A limited professional network

It seems like these days getting a job is not about what you know but rather who you know. You have higher chance of getting in or being considered for a position if you know someone that works in the company that you are applying to. Having a limited professional network can be disadvantageous especially as you move towards establishing a professional career.

Unfortunately, the importance and or the benefits of having a professional network are not stressed enough or even at all in universities. Completing an internship enables you to establish crucial networking connections.

Networking, for some students can be a stepping-stone to various opportunities within the organisation, including full-time work. The more people that you connect with in the professional space that share the same interests as you, will increase your chances of building a professional network. It is also encouraged that you engage with people from diverse backgrounds and different skills from your own, this will help you understand how to work with diverse people in various work environments.

It is undeniable that most recruiters are seeking to hire applicants that have experience. However, that experience can often be hard to obtain as a university student. So, making the time to complete an internship, can be extremely beneficial. Not only will you gain real life experience, apply your theory, and get a feel for the work environment. Internships allow you to learn more about yourself. Every industry has its pros and cons, by working in real-world environment will help determine whether your chosen career is one that you would like to pursue in the future. An internship will also help you learn about your various strengths and weaknesses as well as your capabilities because you will constantly be pushed out of your comfort zone.

Confusing job application process

Every job has a specific recruitment process that each job seeker must undergo. Even if you are applying for jobs within the same sector the application process often varies from each organisation, which can be extremely confusing and time consuming because it means that you must spend more time tailoring your resume to a specific job ad.

This can leave job seekers feeling burnt out, which often leads to them applying with a generic a resume for each job ad. I experienced this when I was applying for jobs, before landing my current job. I spent months applying to various jobs. In the early stages I was tailoring my resume to the specific job ad, but after one-too-many rejections, being ghosted by recruiters and not hearing back from them for weeks on end, I was burnt out and resulted to applying with a generic resume.

One way to combat this challenge is to invest in a job seeker course, I would highly recommend the Job Search Secretes course by UseVerb. It is a very insightful course that takes the confusion out of applying for jobs. Through this course I have learnt that finding your ‘why’ for a job is very important and could be the difference between landing a job that you love or a job that you hate. It is a worthwhile course that I would recommend to all job seekers, it will help to set you up for success. This course provides valuable information, not to mention practical tools that can be applied at every stage of the recruitment process. So, by investing in this course will not only help stand out but it will also give you a leg up in the often over saturated job market.

Job Search Secretes course link:

No feedback from recruiters

How nice would it be if recruiters provided feedback, particularly when you get rejected.

No one likes rejections, but we can all agree that being told what we did wrong or better yet how we can improve, makes the rejection less painful.
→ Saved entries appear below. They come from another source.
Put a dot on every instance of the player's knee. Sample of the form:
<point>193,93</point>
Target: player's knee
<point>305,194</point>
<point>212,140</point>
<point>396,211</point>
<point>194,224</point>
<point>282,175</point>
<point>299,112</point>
For all the times that I was rejected from a job I would have appreciated if the recruiter took some time to provide some feedback, it would have saved me a lot of time and stress. It can really be frustrating not knowing how you can improve so that you do not continue to make the same mistakes. So, instead of waiting for them to reach out to you. Be proactive- reach out to them by either email or phone, this demonstrates a willingness to learn and improve. This simply act might lead to different job opportunities within the same organisation.